Nimmagadda Foundation
- Founded: 2006
- Founder: Nimmagadda Prasad
- Focus: Advance Human Welfare
- Location: Hyderabad, Telangana, India;
- Method: Donations, Private and Corporate Funding, Mentoring
- Website: nimmagaddafoundation.org

= Nimmagadda Foundation =

Philanthropic initiative of Nimmagadda Prasad

Nimmagadda Foundation is a philanthropic initiative of Nimmagadda Prasad, the chairman of VANPIC Group. With major contributions by Prasad, in his personal capacity, Nimmagadda Foundation was set up to work in areas like healthcare, education, life skills improvement and community development. The foundation seeks to work in collaboration with non-profit organizations and other like-minded NGOs.

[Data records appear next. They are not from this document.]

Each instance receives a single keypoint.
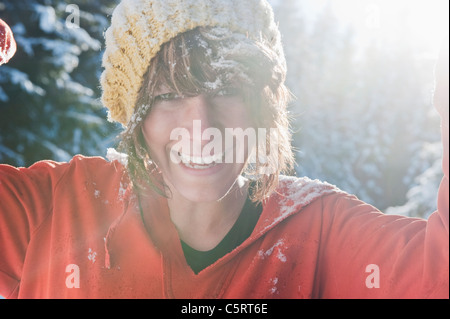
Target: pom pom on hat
(140, 27)
(7, 43)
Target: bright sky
(421, 22)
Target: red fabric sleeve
(25, 202)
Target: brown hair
(208, 59)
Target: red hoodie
(74, 230)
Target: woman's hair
(205, 60)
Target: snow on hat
(140, 27)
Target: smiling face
(189, 165)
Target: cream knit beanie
(140, 27)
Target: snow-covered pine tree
(49, 92)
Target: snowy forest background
(363, 111)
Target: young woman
(201, 209)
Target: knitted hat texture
(140, 27)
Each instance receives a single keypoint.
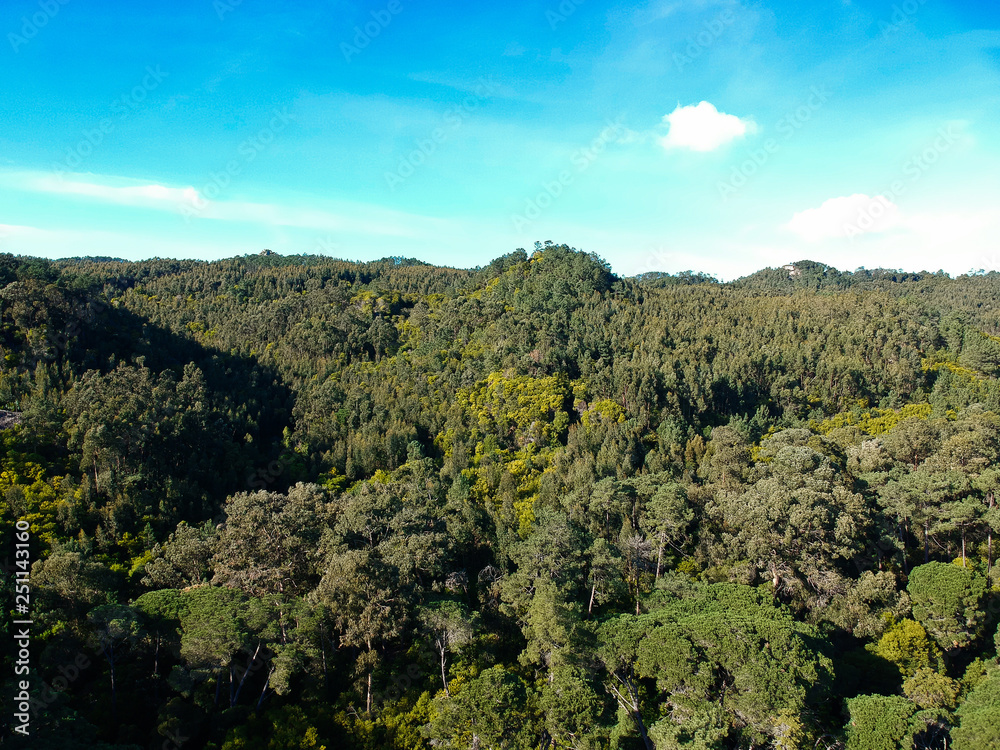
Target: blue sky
(718, 136)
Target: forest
(299, 502)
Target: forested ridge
(298, 502)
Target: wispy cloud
(186, 201)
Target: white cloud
(125, 192)
(846, 217)
(190, 203)
(701, 127)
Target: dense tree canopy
(302, 502)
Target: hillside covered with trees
(297, 502)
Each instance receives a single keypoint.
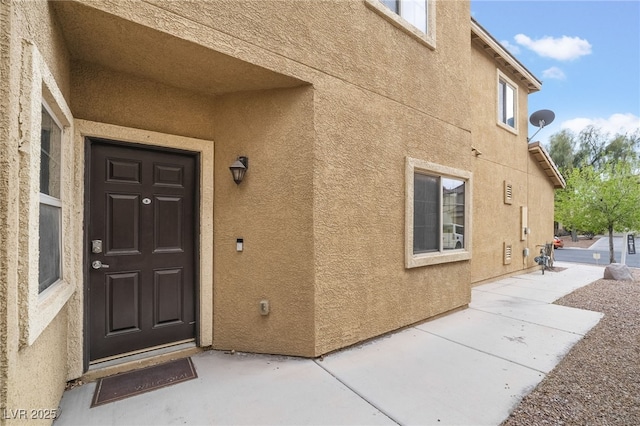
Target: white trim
(413, 165)
(515, 129)
(428, 38)
(40, 88)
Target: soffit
(485, 41)
(119, 44)
(545, 161)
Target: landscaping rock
(618, 272)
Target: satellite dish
(540, 119)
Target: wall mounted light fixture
(239, 168)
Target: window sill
(49, 303)
(400, 23)
(427, 259)
(508, 128)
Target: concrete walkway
(468, 368)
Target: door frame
(203, 151)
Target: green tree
(561, 149)
(606, 197)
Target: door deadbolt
(96, 246)
(96, 264)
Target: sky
(585, 52)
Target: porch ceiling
(95, 36)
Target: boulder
(618, 272)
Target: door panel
(142, 206)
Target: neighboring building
(375, 141)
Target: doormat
(136, 382)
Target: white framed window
(507, 102)
(413, 11)
(438, 208)
(50, 214)
(46, 176)
(415, 17)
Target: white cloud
(554, 73)
(512, 48)
(617, 123)
(562, 49)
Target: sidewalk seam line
(389, 416)
(483, 352)
(538, 324)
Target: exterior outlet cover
(264, 307)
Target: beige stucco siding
(330, 101)
(271, 210)
(41, 365)
(504, 158)
(363, 288)
(103, 95)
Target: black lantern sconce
(239, 168)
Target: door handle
(96, 264)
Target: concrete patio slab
(532, 345)
(240, 389)
(421, 379)
(471, 367)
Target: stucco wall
(103, 95)
(8, 174)
(41, 365)
(363, 288)
(390, 97)
(271, 210)
(322, 208)
(504, 157)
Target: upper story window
(413, 11)
(507, 102)
(50, 224)
(438, 210)
(416, 18)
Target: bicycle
(545, 260)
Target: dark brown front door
(141, 239)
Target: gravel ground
(598, 381)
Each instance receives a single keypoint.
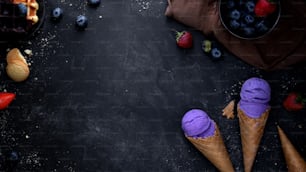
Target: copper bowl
(248, 25)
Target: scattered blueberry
(235, 14)
(234, 24)
(216, 53)
(261, 26)
(81, 22)
(250, 6)
(248, 31)
(206, 46)
(230, 4)
(23, 10)
(249, 19)
(57, 14)
(94, 3)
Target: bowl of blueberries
(239, 17)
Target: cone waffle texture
(251, 130)
(214, 150)
(32, 7)
(294, 161)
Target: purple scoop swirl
(255, 96)
(196, 123)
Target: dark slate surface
(111, 98)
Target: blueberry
(57, 14)
(249, 19)
(248, 31)
(206, 46)
(261, 26)
(23, 10)
(250, 6)
(81, 22)
(235, 14)
(216, 53)
(230, 4)
(234, 24)
(94, 3)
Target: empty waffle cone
(15, 54)
(214, 150)
(32, 7)
(17, 68)
(294, 161)
(251, 130)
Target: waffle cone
(214, 150)
(251, 130)
(294, 161)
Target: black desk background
(111, 98)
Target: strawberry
(184, 39)
(294, 102)
(6, 99)
(264, 7)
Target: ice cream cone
(251, 130)
(214, 150)
(294, 161)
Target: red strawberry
(294, 102)
(264, 7)
(184, 39)
(6, 99)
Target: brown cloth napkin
(282, 47)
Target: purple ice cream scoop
(196, 123)
(255, 96)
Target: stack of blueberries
(241, 19)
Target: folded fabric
(282, 47)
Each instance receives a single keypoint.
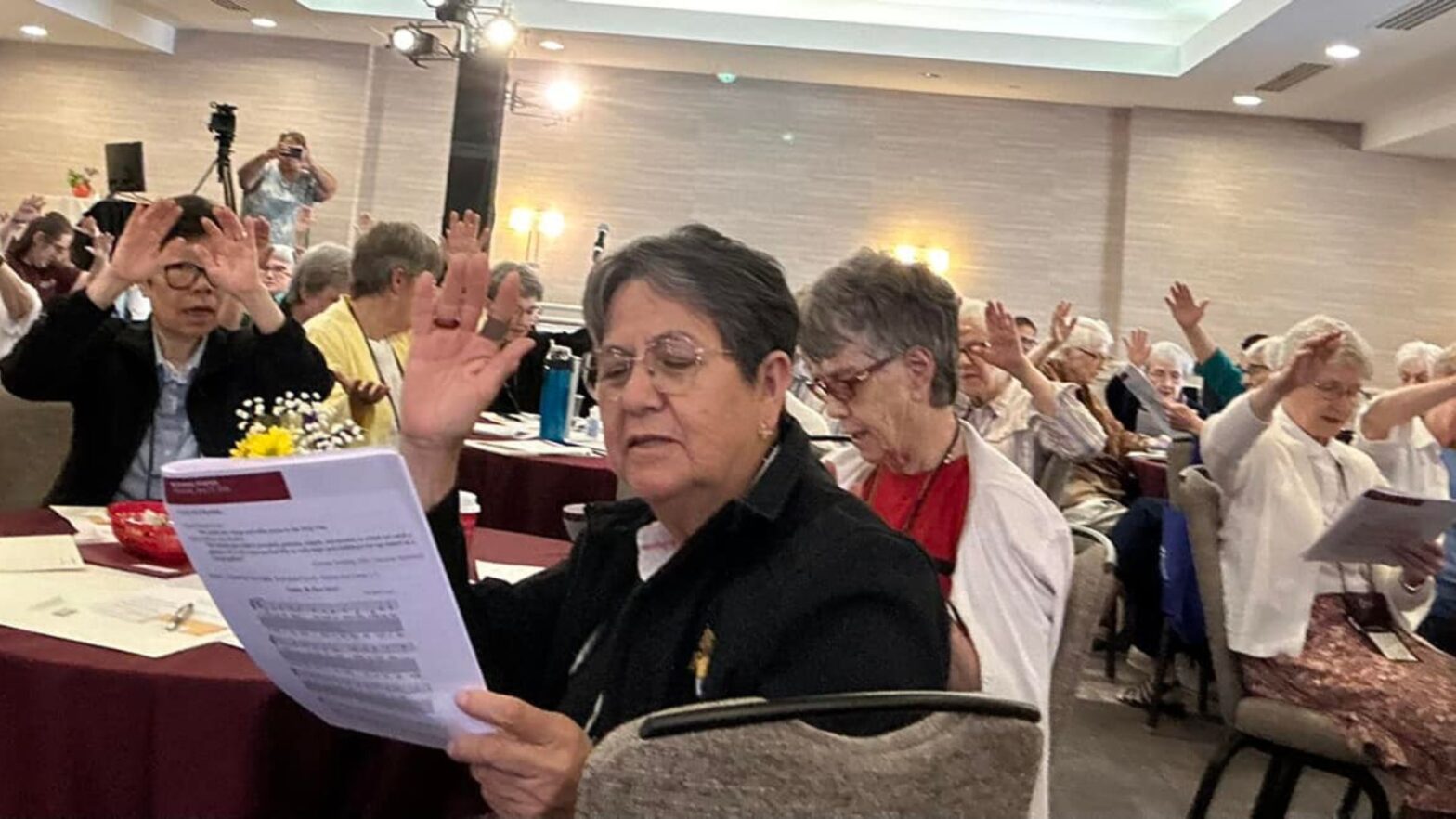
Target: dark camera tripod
(223, 127)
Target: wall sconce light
(935, 258)
(536, 225)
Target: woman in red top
(41, 256)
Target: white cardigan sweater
(1271, 514)
(1010, 580)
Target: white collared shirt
(1280, 490)
(1012, 426)
(1010, 581)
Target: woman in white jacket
(881, 342)
(1292, 621)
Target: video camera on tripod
(223, 125)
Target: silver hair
(890, 306)
(527, 274)
(1088, 334)
(1445, 363)
(1174, 355)
(738, 289)
(389, 247)
(1267, 352)
(973, 311)
(1422, 353)
(1355, 350)
(320, 266)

The foundation firmly believes that the society would flourish only when the benefits of economic growth percolate down the line to the less privileged segments of the society. It is not about giving charity but about building sustainable communities that are enabled and empowered in the long run. Drishti (Vision), Hrudaya (Heart), Arogya (Health), Vidya (Education), Nypunya (Skillset) and Parirakshna (Restoring) are the core areas that the foundation is working in. The Asian Institute of Gastroenterology, CARE Hospitals and LV Prasad Eye Institute are key partners in the initiative.

In 2010, Nimmagadda Foundation donated to TeachAids to fund the creation of new state-of-the-art HIV/AIDS education for India.